- Born: 1967 (age 58–59) Chesapeake, Virginia, U.S.
- Education: Norfolk State University (BA)
- Occupations: CIA operative and author
- Criminal status: Released
- Convictions: Abusive sexual contact Possession of a firearm by an unlawful user of a controlled substance
- Criminal penalty: 5 years and 5 months imprisonment

= Andrew Warren =

American author and CIA operative

Andrew Marvin Warren (born 1967; Chesapeake, Virginia) is a former CIA operative who served as CIA station chief in Algiers, Algeria, during 2007–2008. In 2010, he pleaded guilty to charges of sexual assault of two women, and the following year he was sentenced to over 5 years in federal prison. He was released from prison in 2015. As a result of the criminal charges, he was also fired from the CIA.

==Early life, education, and career==
Warren has martial arts training, extensive knowledge of the Middle East, and speaks six Arabic dialects as well as Persian.

Warren enrolled at Old Dominion University in 1986. He earned a Bachelor of Arts summa cum laude at Norfolk State University, graduating in 1993 with a 3.9 GPA. He studied history and political science at Indiana University in the summer of 1992, around which time he was spotted by a CIA on-campus agency recruiter. From 1994, he spent two summers continuing his Arabic studies at Yarmouk University in Jordan. In 1996, he was employed as a language analyst for the National Security Agency before being hired by the CIA.

Warren's first undercover job was in Kuwait in 1999. He left the CIA in 2001, and took a job with Citigroup in New York City a month before the September 11 terrorist attack. He received a call from the CIA that day and was back working with the CIA the next day, where he worked in counter-terrorism in New York. In 2002, he was deployed to the Middle East, his mission was to collect intelligence. He returned to his New York counter-terrorism position in June 2003. In 2004, Warren was promoted to second in command of the CIA's Cairo bureau. He was stationed in Algeria since 2007 and recalled by the CIA in October 2008. He was fired in 2009.

In an interview in 2013, Warren admitted to participating in the torture of detainees. He drank more heavily as he started to question the morality of his actions.

==Criminal case==
In late 2008, two Algerian women came forward and accused Warren of drugging and raping them while at his home. On February 17, 2008, Warren admitted that he had sexually assaulted one of the women on the U.S. Embassy property in Algiers, according to the U.S. Attorney's Office.
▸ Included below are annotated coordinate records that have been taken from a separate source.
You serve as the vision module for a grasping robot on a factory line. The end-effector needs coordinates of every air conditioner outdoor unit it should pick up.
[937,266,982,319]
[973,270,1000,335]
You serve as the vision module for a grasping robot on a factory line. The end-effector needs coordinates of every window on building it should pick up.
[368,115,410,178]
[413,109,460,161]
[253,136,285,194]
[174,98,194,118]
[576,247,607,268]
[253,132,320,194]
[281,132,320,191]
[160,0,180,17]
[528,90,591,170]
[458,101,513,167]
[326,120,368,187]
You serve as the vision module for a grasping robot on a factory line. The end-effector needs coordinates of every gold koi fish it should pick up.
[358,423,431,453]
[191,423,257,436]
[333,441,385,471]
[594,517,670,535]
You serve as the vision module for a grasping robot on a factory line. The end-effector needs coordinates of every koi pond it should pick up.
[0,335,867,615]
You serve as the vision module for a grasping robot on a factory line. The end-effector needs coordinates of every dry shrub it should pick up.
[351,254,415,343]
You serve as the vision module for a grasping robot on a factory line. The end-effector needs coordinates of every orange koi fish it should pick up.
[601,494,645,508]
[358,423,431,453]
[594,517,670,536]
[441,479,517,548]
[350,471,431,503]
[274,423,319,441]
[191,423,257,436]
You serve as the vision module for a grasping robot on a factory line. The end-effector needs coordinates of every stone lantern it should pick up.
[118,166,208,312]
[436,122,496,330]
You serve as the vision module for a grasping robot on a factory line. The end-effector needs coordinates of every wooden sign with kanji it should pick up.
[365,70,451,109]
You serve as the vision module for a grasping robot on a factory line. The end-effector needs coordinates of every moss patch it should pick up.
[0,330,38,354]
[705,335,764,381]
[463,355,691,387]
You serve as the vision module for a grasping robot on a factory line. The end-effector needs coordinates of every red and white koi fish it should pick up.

He was indicted on June 18, 2009, by a grand jury of the U.S. District Court for the District of Columbia on one count of sexual abuse and was arraigned on June 30, 2009. He was investigated by the Department of State's Diplomatic Security Service and prosecuted by attorneys from the U.S. Attorney's Office for the District of Columbia and the Department of Justice, Criminal Division, Domestic Security Section. Warren was arrested April 26, 2010, in Norfolk, after he missed a pretrial appearance earlier in the month. He was in possession of a handgun and drug paraphernalia.

On June 7, 2010, Warren pleaded guilty to abusive sexual contact and unlawful use of cocaine while possessing a firearm. Had he been convicted of the rape charge, for which he had originally been indicted, Warren could have faced up to life in prison. On March 3, 2011, Judge Ellen Segal Huvelle sentenced Warren to serve 65 months. The judge added almost two years to the sentence that prosecutors had originally requested, saying it appeared that Warren believed he would get away with the offense because of diplomatic immunity as well as the victim's fear of reporting the crime.